En poco instantes me encontraba mucho mejor. Entonces mi padre cogía uno de los libros de animales de mi estantería y me lo enseñaba página a página. No era un gran narrador, pero entre los dos comentábamos los diferentes animales que allí aparecían. Yo ya los conocía casi todos. Me contaba que cuando él era pequeño vivía en una casa de campesinos en la que toda la familia trabajaba para un amo. Siempre hablaba muy bien de él. Pues era el que daba cobijo a toda su familia y el que los alimentaba fuera un año de buena o de mala cosecha. 

Me explicaba que tenía en casa una habitación que parecía una biblioteca. Yo imaginaba una biblioteca grandiosa llena de libros de todas las clases. Una habitación con dos paredes llenas de estantes. Una biblioteca de esas con escalera corredera para llegar a las estanterías más altas. Imaginaba una habitación toda hecha de madera y que al fondo solo quedaba una mesa de despacho con un sillón muy cómodo de color azul que estaba orientado a una chimenea en la que la leña emitía un calor abrasador y reconfortable al mismo tiempo. 

Mi padre me contaba que cuando estaba enfermo solía llorar muchísimo a causa de la fiebre y cuando los paños fríos de su madre ya no funcionaban era el amo de la casa el que se encargaba de consolarlo. Lo llevaba a aquella biblioteca, cogía la escalera corredera, la movía en dirección a un libro que se encontraba muy alto, subía y lo cogía.  Imagino aquel libro grande y marrón, de esos que hay que soplar para retirar el polvo acumulado y poder ver el título. Zoología. Entonces, él, se sentaba junto al fuego en el sillón y cogía a mi padre en su regazo. Abría el libro y empezaba a contarle historias sobre animales que mi padre desconocía totalmente y que solo había visto en los dibujos de aquel libro. Le hablaba sobre el largo cuello de las jirafas, el grosor de los hipopótamos, el rugido del león y la piel de las cebras. Tenía tal oratoria que mi padre se relajaba tanto que olvidaba por completo su fiebre y acababa dormido en sus brazos.

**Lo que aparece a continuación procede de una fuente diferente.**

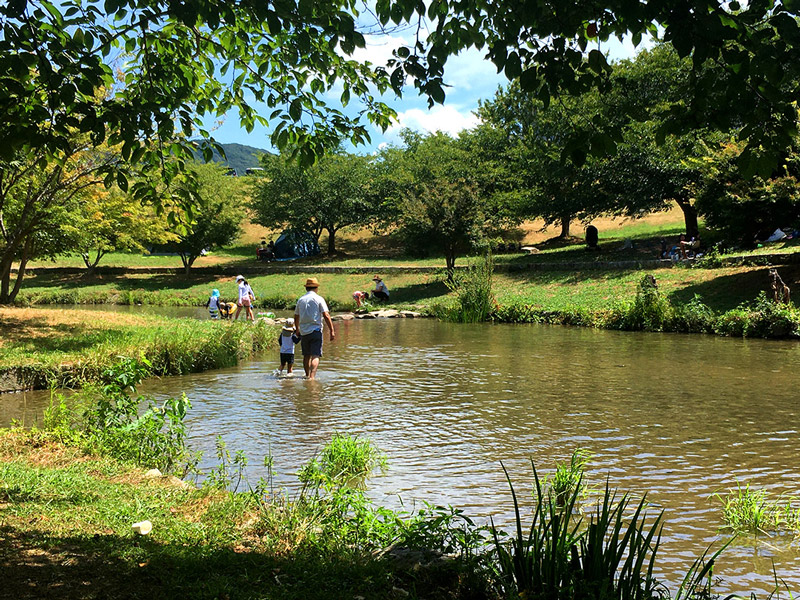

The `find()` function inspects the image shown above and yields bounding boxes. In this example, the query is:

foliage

Después de aquella historia de animales de la jungla en la biblioteca de madera, yo también acababa relajándome, mi padre retiraba el paño que ahora estaba caliente y ya dormido me daba un beso en la frente.

Así que ahora, cuando me encuentro así, suplico que baje y ponga un paño sobre mi frente y me cuente historias de animales que hagan que mi fiebre baje. Porque crecer, creo que no voy a crecer más.